Jungle music is jungle and ragga is ragga. When you join those forces together, the end result is General Levy.  Over 20 years in the business and he is still going strong. Unlike most MCs, longevity has been the secret to his survival.  The road to mass appeal has been a long and winding expedition, but through it all, the General’s knack for maintaining his fanbase is just now being recognised as one of his respective crafts. We recently caught up with the legendary himself to talk about the lasting success of his hit single ‘Incredible’, Ali G, and of course, that well-known catch-phrase “booyaka”.

What do you think it was about you—that ensured you would still be around after all these years?

In order to maintain relevance in anything that you do – try to be original and have your own style. Just do your own thing and don’t follow the latest trends, because it’s timeless when you establish yourself with your own originality.

Have you noticed a change in your outlook towards creativity since you first started out?

Yeah. I have matured and there are more things for me to talk about within my lyrical vocabulary.

Do you feel different?

Obviously, with years you have to feel different. If you remain the same as you are, then that’s not progress. You have to change and evolve. I feel different, and I am in a good place.

Do people still recognise you?

You have people who know who General Levy and who will usually shout me out, then you get people who know who I am, but pretend that they don’t know. I mean just recently got back from doing a show in front of 2,000 people in Portugal, so I am quite comfortable with whom I am. I don’t do music for the recognition. I do it because I love what I do. 

It has been 18 years since the release of ‘Incredible’. Did you have any idea of the success it would go on to achieve?

We didn’t do it for it to be this phenomenon. It was done in the moment around the right vibes. This was when cable TV had first come out, so everything was in the right place when we recorded that track. At the same time, a lot of new stuff was around and there were a lot of different outlets for music, but when we did that track it came out at a very poignant time in 1994.  It was all about timing and that’s why I have to give thanks, because it came out at the right time.

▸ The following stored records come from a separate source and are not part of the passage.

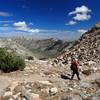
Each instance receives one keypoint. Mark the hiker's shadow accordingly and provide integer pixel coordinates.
(65, 77)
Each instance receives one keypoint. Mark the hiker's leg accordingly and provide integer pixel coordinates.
(73, 75)
(77, 73)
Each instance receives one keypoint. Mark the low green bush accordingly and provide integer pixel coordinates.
(10, 62)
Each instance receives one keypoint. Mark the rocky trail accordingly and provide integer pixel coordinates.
(46, 80)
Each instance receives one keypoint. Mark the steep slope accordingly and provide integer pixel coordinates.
(13, 47)
(47, 48)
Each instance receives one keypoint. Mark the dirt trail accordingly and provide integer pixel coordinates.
(7, 79)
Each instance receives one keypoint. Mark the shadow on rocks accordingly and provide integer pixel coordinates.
(65, 77)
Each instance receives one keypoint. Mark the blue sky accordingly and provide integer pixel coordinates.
(65, 19)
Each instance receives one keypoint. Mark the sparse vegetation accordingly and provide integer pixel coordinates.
(10, 62)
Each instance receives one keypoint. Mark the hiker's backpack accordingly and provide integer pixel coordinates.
(74, 66)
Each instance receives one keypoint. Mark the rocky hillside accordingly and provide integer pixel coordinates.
(47, 48)
(13, 47)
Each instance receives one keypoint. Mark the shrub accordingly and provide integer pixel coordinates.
(10, 62)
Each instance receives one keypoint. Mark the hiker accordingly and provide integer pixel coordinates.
(75, 68)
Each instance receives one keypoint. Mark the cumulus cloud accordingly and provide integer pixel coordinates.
(22, 26)
(82, 9)
(5, 14)
(81, 31)
(71, 23)
(81, 13)
(82, 17)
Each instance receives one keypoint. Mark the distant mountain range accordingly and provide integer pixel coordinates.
(46, 48)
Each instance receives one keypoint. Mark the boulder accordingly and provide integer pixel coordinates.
(53, 91)
(86, 72)
(97, 81)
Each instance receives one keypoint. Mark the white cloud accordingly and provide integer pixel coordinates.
(5, 21)
(81, 31)
(82, 9)
(81, 13)
(22, 26)
(71, 23)
(5, 14)
(82, 17)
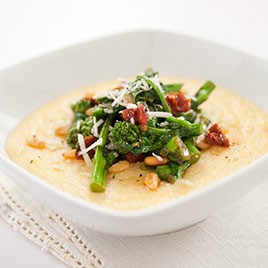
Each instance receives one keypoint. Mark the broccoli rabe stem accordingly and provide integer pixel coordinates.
(172, 171)
(100, 167)
(157, 91)
(194, 152)
(202, 94)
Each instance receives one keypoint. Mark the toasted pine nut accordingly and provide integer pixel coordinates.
(69, 154)
(153, 161)
(119, 166)
(62, 131)
(36, 143)
(152, 181)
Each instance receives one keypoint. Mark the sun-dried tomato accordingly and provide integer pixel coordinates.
(178, 102)
(215, 136)
(88, 141)
(139, 115)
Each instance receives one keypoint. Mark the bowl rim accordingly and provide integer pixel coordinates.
(212, 186)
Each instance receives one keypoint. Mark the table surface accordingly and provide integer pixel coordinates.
(236, 236)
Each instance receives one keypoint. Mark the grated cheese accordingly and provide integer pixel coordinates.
(82, 145)
(100, 95)
(159, 114)
(95, 126)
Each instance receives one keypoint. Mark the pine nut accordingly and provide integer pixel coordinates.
(153, 161)
(62, 131)
(69, 154)
(152, 181)
(119, 166)
(36, 143)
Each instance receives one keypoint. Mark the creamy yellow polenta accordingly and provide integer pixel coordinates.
(247, 127)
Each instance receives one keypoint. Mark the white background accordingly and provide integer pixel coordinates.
(30, 28)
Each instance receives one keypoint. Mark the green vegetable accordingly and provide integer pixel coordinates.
(98, 112)
(100, 163)
(172, 171)
(81, 106)
(172, 137)
(157, 91)
(202, 95)
(194, 152)
(125, 136)
(128, 138)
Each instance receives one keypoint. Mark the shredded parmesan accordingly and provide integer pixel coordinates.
(82, 145)
(159, 114)
(188, 182)
(100, 95)
(156, 81)
(158, 157)
(95, 126)
(92, 146)
(78, 124)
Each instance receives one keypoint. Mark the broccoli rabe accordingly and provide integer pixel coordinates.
(169, 134)
(129, 138)
(172, 171)
(125, 136)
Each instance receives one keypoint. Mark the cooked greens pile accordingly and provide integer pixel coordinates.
(139, 118)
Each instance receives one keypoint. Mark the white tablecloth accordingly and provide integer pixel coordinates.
(236, 236)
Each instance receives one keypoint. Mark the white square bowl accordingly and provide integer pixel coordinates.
(26, 86)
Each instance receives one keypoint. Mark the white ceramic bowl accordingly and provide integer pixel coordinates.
(28, 85)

So, changing the subject slightly, do you still use your famous catchphrase “booyaka”?

Yeah. I have to use it every week. It’s a part of my life. If I do a show and not sing that song – people are won’t like me. [Starts singing] “Booyaka booyaka, when the general ah pass. Booyaka, booyaka, M-Beat run the dance. Booyaka, booyaka…”

How did you feel when Ali G stole the catch-phrase and used it in Ali G Indahouse?

It was a very great moment for me to sit in the cinema and hear my voice coming through the speakers. It was a crazy and incredible thing for me to have been sitting there and hearing myself, so I appreciate what that promotion did for me. I am happy that I was involved and thank you to Warner Bros for the promotion.

How do you detach Paul the person from General Levy the celebrity— and does it ever get difficult to separate the two?

I’m always General Levy. I am not a character. This is what I do, and I am a musician. If maybe I didn’t do music so much I’d probably have the time to do other things, but I do this takes up all of my time. I am not a character that I can turn on or off. I am General Levy and I’m not possessed like, Sasha Fierce and all those things. I am not in them business. I am General Levy, and that is it. There’s no aka, or possession that comes in and takes me because I am the General Levy. That’s it

What’s next for you?

My soundcloud is what I am using right now. I also have a new album called, ‘In The Chamber Of Dub’ with Joe Ariwa, and another called ‘We Progressive’ with X Ray production.